Fricke was a brilliant, intuitive musician and one of the first Westerners to seamlessly blend Eastern and Western sounds, in both a traditional rock band context and in a more ethereal and meditative vein. The contributions of guitarist and drummer Daniel Fichelscher to the band were also outstanding. He was a supple, melodic guitar player who brought a rock-like accessibility to the sound and without whom a large portion of the band's music would have been a very different thing. You may have already heard the band's music without realising it: German director Werner Herzog has used it to mesmerising effect in some of his films, most notably Aguirre Wrath Of God and also his extraordinary remake of the 1922 vampire classic Nosferatu.
At the time of Fricke's death more than two dozen original albums and film soundtracks of varying quality had been released and many more compilations as well. Wading through them can be a maddening experience. There is a tendency to repeat or re-record tracks on successive albums for no apparent reason, not to mention a lot of doubling up on the film soundtracks. The less-than-hi-fidelity sound of some productions also takes a little getting used to. Until very recently the band's back catalogue was a shambles: some put that down to Fricke's personal quirks and aversion to the music business, while Fricke himself on at least one occasion (in a rare 1996 interview) blamed the record companies.

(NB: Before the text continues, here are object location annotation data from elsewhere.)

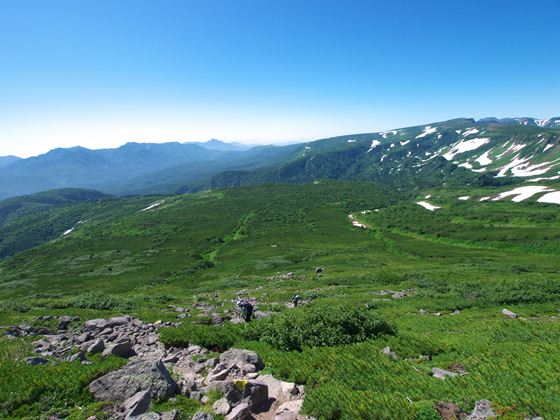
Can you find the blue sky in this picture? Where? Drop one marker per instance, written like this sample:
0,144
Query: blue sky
104,72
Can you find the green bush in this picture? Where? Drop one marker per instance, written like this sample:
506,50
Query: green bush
317,327
100,301
216,338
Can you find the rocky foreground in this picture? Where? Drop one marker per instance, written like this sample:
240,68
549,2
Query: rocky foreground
156,373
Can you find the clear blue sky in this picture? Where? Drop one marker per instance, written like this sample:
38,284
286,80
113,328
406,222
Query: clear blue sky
99,73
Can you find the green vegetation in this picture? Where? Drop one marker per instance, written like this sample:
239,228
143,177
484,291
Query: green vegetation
318,327
204,251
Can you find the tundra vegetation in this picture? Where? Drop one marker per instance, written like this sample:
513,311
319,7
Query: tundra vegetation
430,285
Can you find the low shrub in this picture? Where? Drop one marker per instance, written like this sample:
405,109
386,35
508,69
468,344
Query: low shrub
101,301
216,338
318,326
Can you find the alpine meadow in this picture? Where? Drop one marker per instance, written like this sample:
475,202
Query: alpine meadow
290,270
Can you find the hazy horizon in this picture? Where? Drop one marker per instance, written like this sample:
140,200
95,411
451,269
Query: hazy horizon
105,73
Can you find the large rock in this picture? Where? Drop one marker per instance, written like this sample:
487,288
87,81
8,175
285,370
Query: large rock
136,376
122,348
241,412
137,404
101,324
241,357
221,407
251,392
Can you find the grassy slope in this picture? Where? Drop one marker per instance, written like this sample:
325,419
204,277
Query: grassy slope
207,247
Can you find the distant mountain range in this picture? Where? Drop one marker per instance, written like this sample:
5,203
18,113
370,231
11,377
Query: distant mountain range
488,151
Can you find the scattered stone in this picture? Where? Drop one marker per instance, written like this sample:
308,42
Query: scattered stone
134,377
507,313
240,357
97,347
448,410
241,412
170,415
482,411
441,373
221,407
34,361
137,404
123,348
202,416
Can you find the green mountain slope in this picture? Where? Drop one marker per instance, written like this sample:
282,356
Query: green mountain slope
440,278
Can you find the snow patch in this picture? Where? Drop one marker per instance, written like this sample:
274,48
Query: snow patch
470,131
466,146
484,159
154,205
552,198
522,193
427,131
427,205
374,144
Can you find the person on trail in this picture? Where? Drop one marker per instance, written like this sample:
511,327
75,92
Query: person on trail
246,309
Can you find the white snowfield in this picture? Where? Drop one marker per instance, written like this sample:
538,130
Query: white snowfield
154,205
427,131
470,131
466,146
552,198
484,159
374,144
427,205
522,193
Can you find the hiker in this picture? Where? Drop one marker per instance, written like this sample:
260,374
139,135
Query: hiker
246,309
296,299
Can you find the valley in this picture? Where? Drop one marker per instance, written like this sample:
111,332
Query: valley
440,279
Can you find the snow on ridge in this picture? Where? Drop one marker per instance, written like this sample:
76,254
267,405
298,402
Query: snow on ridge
154,205
427,205
551,198
374,144
549,178
466,146
484,159
470,131
427,131
522,193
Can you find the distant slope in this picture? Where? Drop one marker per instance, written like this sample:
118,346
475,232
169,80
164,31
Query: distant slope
8,160
29,221
79,167
461,151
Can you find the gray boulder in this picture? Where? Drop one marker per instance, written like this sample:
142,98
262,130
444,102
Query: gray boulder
241,357
482,411
221,407
137,404
241,412
122,348
202,416
136,376
97,347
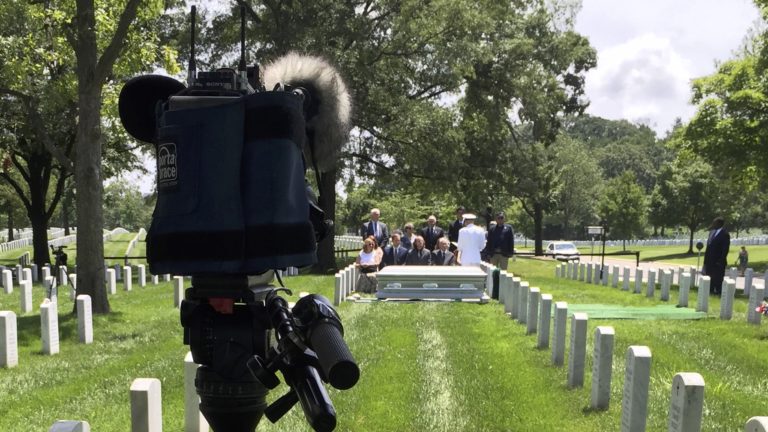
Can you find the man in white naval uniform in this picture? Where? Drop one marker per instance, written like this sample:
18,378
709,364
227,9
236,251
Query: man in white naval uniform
471,241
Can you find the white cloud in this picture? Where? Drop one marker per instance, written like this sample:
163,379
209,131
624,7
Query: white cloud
649,51
643,79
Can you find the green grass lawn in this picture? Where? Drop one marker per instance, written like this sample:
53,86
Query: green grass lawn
758,254
424,366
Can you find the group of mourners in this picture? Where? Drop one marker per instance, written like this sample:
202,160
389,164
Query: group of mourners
465,244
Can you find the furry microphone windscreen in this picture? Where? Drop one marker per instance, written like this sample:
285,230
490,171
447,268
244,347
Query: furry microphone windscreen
328,121
138,99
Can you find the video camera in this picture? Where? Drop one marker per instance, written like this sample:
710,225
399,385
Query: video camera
232,207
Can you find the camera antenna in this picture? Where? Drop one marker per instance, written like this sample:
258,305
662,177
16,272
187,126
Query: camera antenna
242,68
191,70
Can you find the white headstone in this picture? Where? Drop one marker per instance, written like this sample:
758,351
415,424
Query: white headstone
702,294
49,323
756,424
51,290
46,272
756,297
84,319
749,274
26,296
578,351
142,272
27,275
111,281
178,291
522,311
9,349
506,284
651,289
558,344
685,288
532,321
637,377
337,290
687,402
62,276
8,281
596,274
70,426
545,317
516,281
666,283
127,278
193,419
602,365
726,298
146,405
625,281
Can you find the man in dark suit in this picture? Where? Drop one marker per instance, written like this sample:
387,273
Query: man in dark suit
431,233
376,228
395,253
441,255
418,255
501,243
453,230
716,255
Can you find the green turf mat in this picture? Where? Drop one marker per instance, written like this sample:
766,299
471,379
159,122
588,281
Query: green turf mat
606,311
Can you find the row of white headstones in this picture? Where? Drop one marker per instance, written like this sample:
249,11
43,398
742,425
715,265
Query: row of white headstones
147,409
49,320
528,306
687,279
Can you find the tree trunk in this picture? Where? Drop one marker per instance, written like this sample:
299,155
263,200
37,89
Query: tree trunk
538,225
10,223
90,217
326,258
41,255
690,242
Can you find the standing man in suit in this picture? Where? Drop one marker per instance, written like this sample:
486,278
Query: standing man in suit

So where does all this leave newcomers to Popol Vuh? Today, in a much better place that they might have been. To its credit North American label Celestial Harmonies has kept a small, carefully compiled collection of the bands music available on CD for several decades now. More significantly in 2004 a series of careful re-issues of the original albums was instigated by German label SPV Recordings. A full re-appraisal of the band's albums is now at last possible.

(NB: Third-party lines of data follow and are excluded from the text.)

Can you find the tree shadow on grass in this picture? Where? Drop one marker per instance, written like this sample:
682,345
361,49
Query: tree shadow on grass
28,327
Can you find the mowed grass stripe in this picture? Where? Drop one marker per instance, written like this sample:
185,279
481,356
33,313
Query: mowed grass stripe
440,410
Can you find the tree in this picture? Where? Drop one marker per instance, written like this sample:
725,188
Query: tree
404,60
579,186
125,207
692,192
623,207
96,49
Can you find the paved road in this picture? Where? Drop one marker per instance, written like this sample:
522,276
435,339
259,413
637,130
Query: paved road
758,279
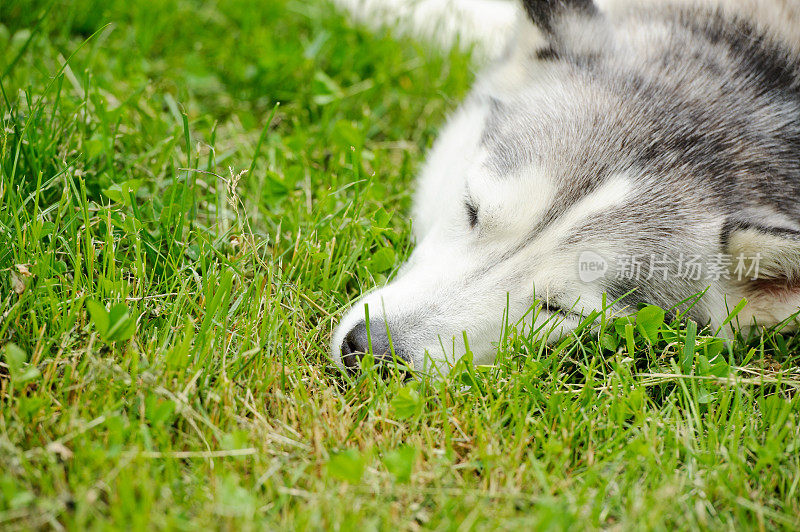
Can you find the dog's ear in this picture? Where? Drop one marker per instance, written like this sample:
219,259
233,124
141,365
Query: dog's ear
766,262
546,14
570,28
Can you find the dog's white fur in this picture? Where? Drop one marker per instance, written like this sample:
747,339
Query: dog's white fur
442,275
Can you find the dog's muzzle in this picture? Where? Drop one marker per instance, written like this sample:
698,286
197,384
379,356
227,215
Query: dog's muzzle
357,341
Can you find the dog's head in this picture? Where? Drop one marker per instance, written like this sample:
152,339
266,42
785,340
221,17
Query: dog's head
577,170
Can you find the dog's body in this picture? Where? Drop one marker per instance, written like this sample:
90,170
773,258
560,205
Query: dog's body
644,151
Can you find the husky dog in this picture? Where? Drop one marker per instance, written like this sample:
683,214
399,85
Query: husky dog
648,151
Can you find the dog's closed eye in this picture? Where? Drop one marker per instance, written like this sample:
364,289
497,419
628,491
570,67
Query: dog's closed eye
472,213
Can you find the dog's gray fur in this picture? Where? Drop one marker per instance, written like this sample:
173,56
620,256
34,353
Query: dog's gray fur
698,107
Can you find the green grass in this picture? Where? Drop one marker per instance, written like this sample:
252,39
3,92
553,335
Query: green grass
206,398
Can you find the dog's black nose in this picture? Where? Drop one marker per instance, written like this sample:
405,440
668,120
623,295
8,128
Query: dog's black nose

Popol Vuh's earliest music dates from the late 1960's and early 70's and is fairly typical of the exploratory, abstract electronica in vogue among German bands at the time. The second album In The Gardens Of Pharao is a classic nonetheless; an intense, eerie melding of electronic tones from the Moog synthesiser and organ with cymbals, vocal tones and half-submerged tribal instruments. That it recalls early period Tangerine Dream is not surprising when you consider it was Fricke who introduced that very band to the Moog synth as a guest player on their album Zeit (1972). But Pharao is a more deeply sacred music than TD, reflecting his keen interest at the time in Mayan Indian culture and his lifelong spiritual leanings in general.

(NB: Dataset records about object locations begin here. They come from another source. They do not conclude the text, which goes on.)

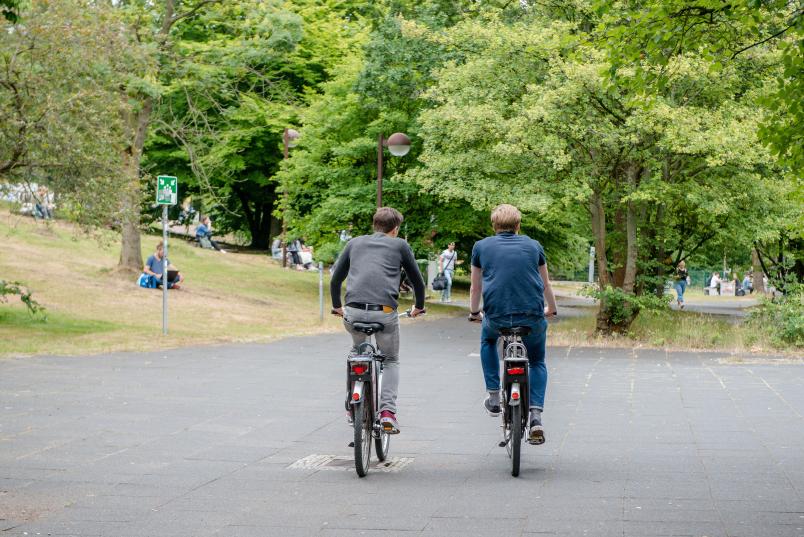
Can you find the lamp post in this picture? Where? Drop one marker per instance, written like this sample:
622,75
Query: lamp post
289,138
399,145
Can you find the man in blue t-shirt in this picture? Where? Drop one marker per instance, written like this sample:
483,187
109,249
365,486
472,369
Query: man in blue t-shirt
510,270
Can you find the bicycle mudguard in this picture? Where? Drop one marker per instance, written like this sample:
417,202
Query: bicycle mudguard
357,391
515,396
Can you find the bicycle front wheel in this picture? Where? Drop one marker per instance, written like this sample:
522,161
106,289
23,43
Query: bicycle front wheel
516,438
362,426
381,445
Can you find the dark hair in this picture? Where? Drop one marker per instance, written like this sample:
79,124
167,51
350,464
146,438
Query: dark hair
386,219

There's several versions of Pharao available, best of them being the Celestial Harmonies release which bookends the CD with two other tracks. One is the 20-minute "Spirit Of Peace", a deeply personal creation for solo piano. The other is the stunning main theme from Werner Herzog's film Aguirre (forget the patchy soundtrack album released 1974). Here Fricke reaches the apogee of his work with electronic synthesis. It's breathtakingly, jaw-droppingly beautiful: a six minute sepulchral drone that blends angelic vocal samples played on a Melotron-like keyboard with deeply trance-inducing colours and pulses from the synthesiser. A milestone in ambient sound, "Aguirre" (also known as "Lacrime Di Re") also marks the end of Fricke's short love affair with electronics. A certain vocal sound he'd been attempting to find with electronics unexpectedly turned up in the form of a Korean vocalist named Djon Yon, who features prominently on Popol Vuh's next album Hosianna Mantra.
Almost an antithesis to what came before, Hosianna Mantra favours mostly acoustic music that's devotional but doesn't sit within any single religious tradition. It's a timeless, beatless neo-classical blend of Yon's ritual-like vocal improvisations blended with Fricke's piano, silky electric guitar by one Connie Veit (with lots of sustain and echo), sweet oboe by Robert Eliscu of Between, and subtle touches of droning tamboura.
Meeting guitarist Daniel Fichelscher around this time radically changed Fricke's musical world yet again. In the next few years there appeared a series of forward-thinking albums made by what superficially appears to be rock line-up but which doesn't sound quite like any other rock music of the 1970's. Seligpreisung is the greatest of these, a masterpiece of ambient rock jamming, jazz-style improvising and lovely duets for oboe and piano. The changing time signatures within many tracks are brilliantly handled, the flow uninterrupted. It marks the first appearance of Popol Vuh's trademark jangling guitar and piano combination, a luminous ambient sound that came to define the band's very soul. Fricke's own vocals here - usually not part of the PV sound - seem to anticipate the visionary style of Stephan Micus a decade later, being all about sound rather than lyrics. Seligpreisung also displays the band's mysterious brilliance for being able to sound non-Western with little actual reliance on exotic instruments.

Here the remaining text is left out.